Lonely City

★ ★ ★ ☆ ☆

Il est rare qu’un premier EP possède déjà une identité aussi affirmée. Avec Lonely City, Laura Misch ne cherche pas à impressionner par la virtuosité ou la complexité de ses compositions. Elle préfère installer un climat, une manière d’habiter le silence, où chaque souffle de saxophone semble dialoguer avec la respiration d’une ville devenue presque invisible.

Le titre pourrait laisser imaginer une œuvre urbaine, froide ou mélancolique. Pourtant, cette « ville solitaire » est tout autre. Londres y apparaît comme un espace contemplatif, traversé par des instants de calme inattendus. Les rues se vident, les bruits s’éloignent, et ce sont les détails les plus infimes qui prennent soudain toute leur importance : un souffle de vent, une résonance métallique, quelques oiseaux au loin, une lumière qui change sur une façade. Laura Misch transforme l’environnement urbain en paysage intérieur.

Le saxophone constitue naturellement le cœur de l’album, mais il n’en occupe jamais tout l’espace. Son jeu refuse toute démonstration. Les phrases sont courtes, souvent suspendues, parfois inachevées, comme si chaque note laissait volontairement place à celle qui ne sera jamais jouée. Cette retenue donne à l’ensemble une intensité particulière. Le silence devient un véritable partenaire musical. Autour de lui gravitent une voix presque murmurée, quelques nappes électroniques, un piano discret et des textures qui semblent flotter entre field recordings et traitements numériques. Rien n’est appuyé. Les différents éléments apparaissent puis disparaissent avec une fluidité remarquable, donnant l’impression que la musique respire d’elle-même.

On perçoit déjà tout ce qui fera la singularité de Laura Misch dans les années suivantes : cette manière de brouiller les frontières entre jazz contemporain, ambient, folk et électronique organique. Les harmonies restent ouvertes, les rythmes sont rarement affirmés, et le temps paraît s’étirer naturellement. On n’écoute pas vraiment des morceaux ; on traverse des atmosphères.

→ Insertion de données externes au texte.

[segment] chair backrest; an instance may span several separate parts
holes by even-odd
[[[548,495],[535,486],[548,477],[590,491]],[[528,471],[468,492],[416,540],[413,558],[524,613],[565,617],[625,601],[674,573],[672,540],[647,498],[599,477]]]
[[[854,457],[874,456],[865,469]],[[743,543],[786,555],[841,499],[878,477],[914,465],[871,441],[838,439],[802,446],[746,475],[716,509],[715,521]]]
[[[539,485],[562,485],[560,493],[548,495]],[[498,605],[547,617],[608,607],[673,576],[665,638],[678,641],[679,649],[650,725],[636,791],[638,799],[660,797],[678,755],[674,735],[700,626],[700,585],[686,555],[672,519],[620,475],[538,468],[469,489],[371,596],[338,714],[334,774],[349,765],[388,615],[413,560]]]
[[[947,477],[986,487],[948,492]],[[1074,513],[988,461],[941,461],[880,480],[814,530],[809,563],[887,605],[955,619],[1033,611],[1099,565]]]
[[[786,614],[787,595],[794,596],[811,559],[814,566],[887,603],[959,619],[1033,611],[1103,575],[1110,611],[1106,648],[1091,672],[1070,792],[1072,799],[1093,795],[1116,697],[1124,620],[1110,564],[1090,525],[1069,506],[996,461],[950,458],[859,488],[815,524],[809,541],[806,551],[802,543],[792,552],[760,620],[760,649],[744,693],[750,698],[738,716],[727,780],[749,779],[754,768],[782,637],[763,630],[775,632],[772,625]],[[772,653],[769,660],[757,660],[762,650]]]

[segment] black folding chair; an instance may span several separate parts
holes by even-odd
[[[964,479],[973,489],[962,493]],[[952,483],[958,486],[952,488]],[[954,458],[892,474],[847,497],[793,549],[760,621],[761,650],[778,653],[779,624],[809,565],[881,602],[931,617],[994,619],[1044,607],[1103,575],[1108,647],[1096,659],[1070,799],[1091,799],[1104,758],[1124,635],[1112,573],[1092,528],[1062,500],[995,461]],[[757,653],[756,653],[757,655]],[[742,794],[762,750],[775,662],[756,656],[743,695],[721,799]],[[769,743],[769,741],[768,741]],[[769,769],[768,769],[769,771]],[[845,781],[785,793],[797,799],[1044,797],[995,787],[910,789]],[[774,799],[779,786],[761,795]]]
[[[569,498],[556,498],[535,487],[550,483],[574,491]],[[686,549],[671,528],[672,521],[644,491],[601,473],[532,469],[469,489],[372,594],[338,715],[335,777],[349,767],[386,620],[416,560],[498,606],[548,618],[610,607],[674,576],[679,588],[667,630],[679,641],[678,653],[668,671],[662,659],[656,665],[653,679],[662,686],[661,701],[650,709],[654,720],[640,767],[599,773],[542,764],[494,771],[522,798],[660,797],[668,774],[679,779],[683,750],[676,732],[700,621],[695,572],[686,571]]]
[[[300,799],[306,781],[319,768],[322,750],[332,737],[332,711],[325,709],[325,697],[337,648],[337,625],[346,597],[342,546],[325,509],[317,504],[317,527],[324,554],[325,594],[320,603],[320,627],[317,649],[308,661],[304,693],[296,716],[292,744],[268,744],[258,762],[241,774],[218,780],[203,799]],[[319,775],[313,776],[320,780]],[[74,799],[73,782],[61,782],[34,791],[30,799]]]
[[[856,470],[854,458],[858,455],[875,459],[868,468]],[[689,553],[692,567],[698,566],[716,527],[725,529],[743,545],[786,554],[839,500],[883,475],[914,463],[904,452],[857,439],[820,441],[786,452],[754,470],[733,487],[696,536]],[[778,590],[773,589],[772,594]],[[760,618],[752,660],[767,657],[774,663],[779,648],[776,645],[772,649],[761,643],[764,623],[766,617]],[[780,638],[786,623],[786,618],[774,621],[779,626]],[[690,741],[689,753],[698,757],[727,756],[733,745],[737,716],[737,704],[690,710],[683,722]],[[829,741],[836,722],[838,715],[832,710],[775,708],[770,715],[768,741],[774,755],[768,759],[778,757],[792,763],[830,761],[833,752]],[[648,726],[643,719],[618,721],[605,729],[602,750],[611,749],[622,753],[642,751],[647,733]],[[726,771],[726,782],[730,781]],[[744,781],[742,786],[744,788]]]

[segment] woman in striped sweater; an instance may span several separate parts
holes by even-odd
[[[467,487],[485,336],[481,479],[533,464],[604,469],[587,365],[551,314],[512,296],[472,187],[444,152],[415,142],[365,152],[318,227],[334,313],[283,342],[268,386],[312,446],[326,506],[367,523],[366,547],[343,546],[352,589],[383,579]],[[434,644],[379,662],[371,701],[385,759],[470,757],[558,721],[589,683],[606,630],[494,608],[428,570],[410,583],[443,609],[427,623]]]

L’EP évoque souvent la solitude, mais jamais sous l’angle du repli ou du désespoir. Il s’agit plutôt d’une solitude choisie, presque nécessaire, celle qui permet enfin d’entendre ce que le bruit quotidien recouvre habituellement. Cette musique invite à ralentir, à observer, à écouter autrement. Ce qui frappe également est la maturité de la production. Malgré les moyens modestes d’un premier projet, Laura Misch maîtrise déjà parfaitement l’équilibre entre acoustique et électronique. Les réverbérations créent une profondeur naturelle sans jamais masquer les instruments. Chaque son conserve son grain, son souffle, sa fragilité. Rien n’est lissé ni artificiellement embelli.

À plusieurs reprises, les compositions donnent l’impression d’être inachevées. Mais cette sensation constitue précisément leur force. Laura Misch laisse volontairement de l’espace à l’auditeur. Les morceaux ne racontent pas une histoire imposée ; ils suggèrent des images, des souvenirs ou des émotions que chacun complète à sa manière. Cette ouverture explique sans doute pourquoi Lonely City supporte si bien les écoutes répétées : l’album change légèrement selon l’heure, la saison ou l’état d’esprit de celui qui l’écoute.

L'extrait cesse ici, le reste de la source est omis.